The whole time I was there, not a single word about her beef with me was mentioned.    Soooo typical.

5 Responses to “Mother Issues followup”

  1. 1
    shelly:

    Our family doesn’t communicate either. Once, my MIL called me from INSIDE my brother-in-law’s house to ask me something for him. I said, “Um… he just called and asked me that. Aren’t you standing 2 feet away from him?”

  2. 2
    carosgram:

    There is an old saying - “least said, soonest mended” Maybe that is why your mother is dropping the subject. She had her cry with your sister about her feelings. Maybe now she has had time for her rational mind to take over and she can understand yours.

  3. 3
    Annie Malbutface:

    This really doesn’t make for an exciting story for the rest of us.

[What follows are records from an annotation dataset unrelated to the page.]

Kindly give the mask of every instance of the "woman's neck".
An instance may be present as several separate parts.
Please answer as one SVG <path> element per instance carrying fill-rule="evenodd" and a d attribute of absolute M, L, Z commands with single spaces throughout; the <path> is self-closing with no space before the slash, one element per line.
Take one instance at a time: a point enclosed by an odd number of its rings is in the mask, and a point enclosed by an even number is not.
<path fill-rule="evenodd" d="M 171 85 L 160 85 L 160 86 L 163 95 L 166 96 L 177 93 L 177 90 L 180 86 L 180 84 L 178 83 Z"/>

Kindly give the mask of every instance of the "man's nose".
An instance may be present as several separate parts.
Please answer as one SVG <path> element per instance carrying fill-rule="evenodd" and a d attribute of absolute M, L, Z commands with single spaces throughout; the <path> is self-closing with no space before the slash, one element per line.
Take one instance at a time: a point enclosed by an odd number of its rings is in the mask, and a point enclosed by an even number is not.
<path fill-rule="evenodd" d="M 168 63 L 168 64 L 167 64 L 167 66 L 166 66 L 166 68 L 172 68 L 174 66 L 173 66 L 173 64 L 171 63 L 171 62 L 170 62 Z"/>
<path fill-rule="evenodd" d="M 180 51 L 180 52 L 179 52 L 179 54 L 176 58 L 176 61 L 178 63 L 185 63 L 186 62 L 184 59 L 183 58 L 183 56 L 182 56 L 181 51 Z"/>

    Get back there and pick a fight!….then blog about it.

  4. 4
    An Observer:

    Well, you didn’t say anything either. Really, if you want her to engage in an adult discussion you should engage her yourself in a conversation about the topic. Yes, you are frustrated because her behavior is “typical” of past behavior when things weren’t discussed. Instead of sulking about her “typical” response, do something about it. Resolve the issue. Take the suggestion of a wardrobe tour as a lead into a discussion about her meltdown. Look at this as growth, a way for two adults to communicate, as opposed to the silent she said/she said that will just build and never resolve itself.

    Just my .02. Been there, done that. These things must be resolved or they will build into bigger, more bitter battles down the road. Take control now.

  5. 5
    Peg:

    Take control of what? Someone she has no control over? C’mon already. She IS doing something about it. She is being amused (whilst actively not engaging in unhealthy triangulation)–Go AmFam Go!